Stacey and Matt explain for their young audience the process and importance of eDNA sampling in searching for these special secretive creatures.
April 28, 2017 Latest News No Comments
Stacey and Matt explain for their young audience the process and importance of eDNA sampling in searching for these special secretive creatures.

Stacey and Matt explain for their young audience the process and importance of eDNA sampling in the search for these especially secretive creatures.

On 23 March Network Ten’s Totally Wild filmed another segment involving the work of WPSQ’s PlatypusWatch program, this time to give its young viewers an insight into the importance of eDNA surveying in the search for the elusive platypus. As informative and entertaining as nature shows are for our younger generation, however, can screen time ever be nature experience enough, especially for those living in urban areas? Thirteen-year-old science communicator Bridie Willaton helps us ponder.

Since its PlatyCount appeal in early 2016, Wildlife Queensland has been working to update the state’s knowledge of platypus distribution in Queensland’s south-east.

“In this second year of eDNA surveying, we’ve been following up on our 2016 results and focussing on the areas of interest they generated,” said WPSQ Projects Manager Matt Cecil.

“As it’s a fairly new sampling technology, it seems to be interesting to everybody. It’s exciting, and it seems to prick people’s ears up,” he said.

While there were unfortunately no cameo appearances by platypus on the day, there was much else to admire as ‘Ranger Stacey’ Thomson expertly gathered the facts from Matt, and her crew took footage above and below the waterline of a gently flowing creek in Brisbane’s west. Pausing now and then for distant traffic noise, Matt and Stacey explained for their young audience environmental DNA and the process of its aquatic sampling in the search for this elusive native icon.

Witnesses to the filming were Bridie Willaton and her mother Therese, in Brisbane to spend a day with Totally Wild as part of the Queensland Museum Natural Leaders first-prize package awarded to Bridie last year for her 2-minute film on her local biodiversity.

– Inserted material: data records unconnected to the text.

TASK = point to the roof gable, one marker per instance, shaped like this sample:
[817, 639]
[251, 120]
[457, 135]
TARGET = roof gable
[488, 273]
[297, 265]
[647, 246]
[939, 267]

Watch Bridie’s award-winning short film!

A quietly spoken girl from the bush, Bridie shared how the city is like another world to her, just as her family’s property on the banks of Mungallala Creek in south-western Queensland is totally foreign to her cousins from inner-city Melbourne.

On her family’s property at Mitchell – where they don’t get Network Ten – Bridie’s experience of nature is a daily occurrence. Kangaroos bound down in the beautiful sandy-bottomed creek, 75 different bird species can be spotted, lace monitors and gliders get around, and one must take care not to step on an echidna by night.

But what about the ‘city kids’ for whom this wild world is not a way of life? Bridie says her cousins from Melbourne loved their first visit to the farm – seeing a carpet snake and riding motorbikes through the bush may have had something to do with it – and even refused to eat meat for a good couple of months after that.

A classic 1998 study out of Yale University remains the most comprehensive research to date to examine the effects on teenage youth of participation in outdoor activities, specifically wilderness-based education programs. The results indicate that the majority of respondents found this nature experience to be “one of the best in their life”, reporting positive effects on their personal, intellectual and, in some case, spiritual development.

Queensland Museum Senior Curator of Vertebrates, Dr Steve Van Dyck, describes the contact and fascination with wildlife that was such an influential part of his own childhood:

“We lived right on the edge of sandstone gullies and banksia thickets and water holes,” Steve told Richard Fidler on ABC radio. He recalls fondly how, after school, he would be out in the bush “collecting birds’ eggs and nests and chasing possums out of trees.”

“I’m sure this was set into me then…that if there’s some way of preserving animals then I’d like to go about it at some stage later in life.”

Among his many other achievements, Dr Van Dyke was instrumental in the rediscovery of the endangered mahogany glider in 1989.

So how do we extend this life-changing gift of nature contact to our youngest community members? Shows like Totally Wild go such a long way to educating and raising kids’ awareness, and a new study from BBC Earth and the University of California has revealed that watching nature documentaries can actually cause viewers to experience positive emotions and reduced feelings of stress – particularly younger viewers. But is there anything like first-hand experience with wildlife to help us appreciate our natural treasures and reassess our priorities? Wildlife Queensland believes not, and encourages our supporters to grab a young hand and get out there!